A study on hospitalized patients, 31% with advanced cancer, demonstrated that those patients randomly assigned to receive interdisciplinary palliative care in addition to standard care, had fewer hospital and intensive care unit admissions and reported greater satisfaction with their care experience and provider communication (37). Another study similarly demonstrated assigning homebound terminally ill outpatients to in-home palliative care, led to greater patient satisfaction, decreased emergency department visits, hospitalization days and an increased likelihood of dying at home (38). In each of these studies the clinical intervention was different, but the common theme was the early introduction of palliative care principles. In addition to aggressive symptom management, palliative care offers patient and family centered communication and care coordination. Though it was not documented in these studies whether patients receiving early palliative care were more likely to discuss ACP, the clinical outcomes of improved quality of life and less aggressive end-of-life care were clearly achieved.
Based largely on these studies, a Provisional Clinical Opinion was published by ASCO stating that, “combined standard oncology care and palliative care should be considered early in the course of illness for any patient with metastatic cancer and/or high symptom burden.” (39). Shortly after this, the Institute of Medicine published a report entitled Delivering High-Quality Cancer Care: Charting a New Course for a System in Crisis (40). This clearly acknowledged palliative care as an important component of high-quality cancer care to be initiated at the time of cancer diagnosis.

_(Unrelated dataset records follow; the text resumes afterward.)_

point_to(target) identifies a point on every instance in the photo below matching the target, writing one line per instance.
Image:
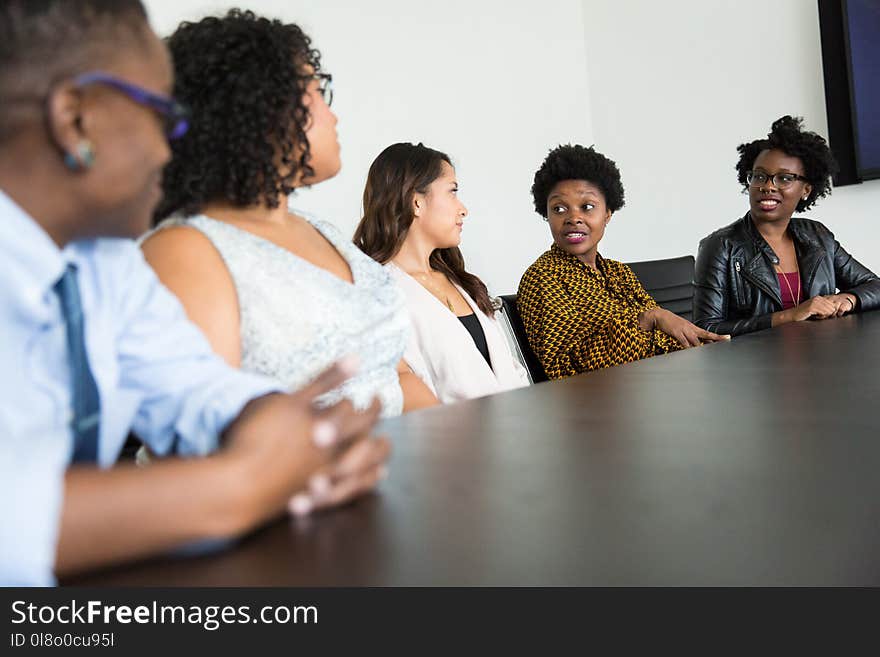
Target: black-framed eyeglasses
(175, 116)
(778, 180)
(325, 86)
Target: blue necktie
(86, 403)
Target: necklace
(788, 285)
(426, 283)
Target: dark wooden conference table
(754, 462)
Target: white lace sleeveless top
(297, 319)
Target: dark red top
(790, 289)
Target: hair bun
(787, 123)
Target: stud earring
(83, 158)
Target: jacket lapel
(810, 255)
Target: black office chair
(670, 282)
(510, 312)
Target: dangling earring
(84, 157)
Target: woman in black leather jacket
(769, 268)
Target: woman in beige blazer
(412, 224)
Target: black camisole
(472, 324)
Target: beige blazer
(442, 353)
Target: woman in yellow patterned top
(581, 311)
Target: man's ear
(64, 109)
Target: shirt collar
(35, 259)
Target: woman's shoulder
(811, 226)
(177, 236)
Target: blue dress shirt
(156, 375)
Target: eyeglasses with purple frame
(175, 116)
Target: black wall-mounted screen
(850, 32)
(862, 23)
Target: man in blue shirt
(93, 346)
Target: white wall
(493, 83)
(660, 87)
(674, 90)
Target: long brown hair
(400, 171)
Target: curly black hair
(243, 77)
(788, 136)
(575, 162)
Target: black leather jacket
(735, 285)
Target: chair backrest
(512, 323)
(670, 282)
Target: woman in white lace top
(274, 291)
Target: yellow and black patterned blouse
(580, 319)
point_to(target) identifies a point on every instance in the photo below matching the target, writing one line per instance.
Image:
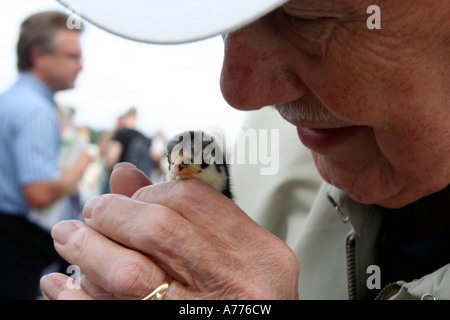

Patients with advanced cancer are faced with challenging treatment decisions. Their choices are highly influenced by their understanding of the disease course and their prognosis. Oncologists caring for patients are responsible for discussing the available treatment options and the expected disease course. It is also important for oncologists to elicit and document information about individual patient preferences. Unfortunately, these discussions frequently do not occur until patients experience a sudden change in their course or deterioration of their health, prompting providers to address these issues in acute and stressful situations. Delayed ACP discussions frequently result in unwanted care that does not improve or extend a patient’s life. National guidelines suggest that patients should be encouraged to consider ACP early in their disease course, allowing them to carefully consider their own wishes, share their wishes with those that are close to them and discuss death and dying openly and comfortably with their care team. Palliative care specialists are trained in symptom management and provider-patient communication. It has been recognized that optimal oncologic care requires the integration of palliative care early in the course of cancer care. Studies of early introduction of palliative care, have demonstrated improved mood, improved quality of life, fewer emergency department visits, fewer hospital and intensive care unit admissions, greater patient satisfaction and in one study an improved overall survival. Early initiation of palliative care has been shown to achieve many of the desired outcomes of early ACP and therefore may represent the most effective modality of supporting patients through early discussions of their personal treatment preferences.
Disclosure: The authors declare no conflict of interest.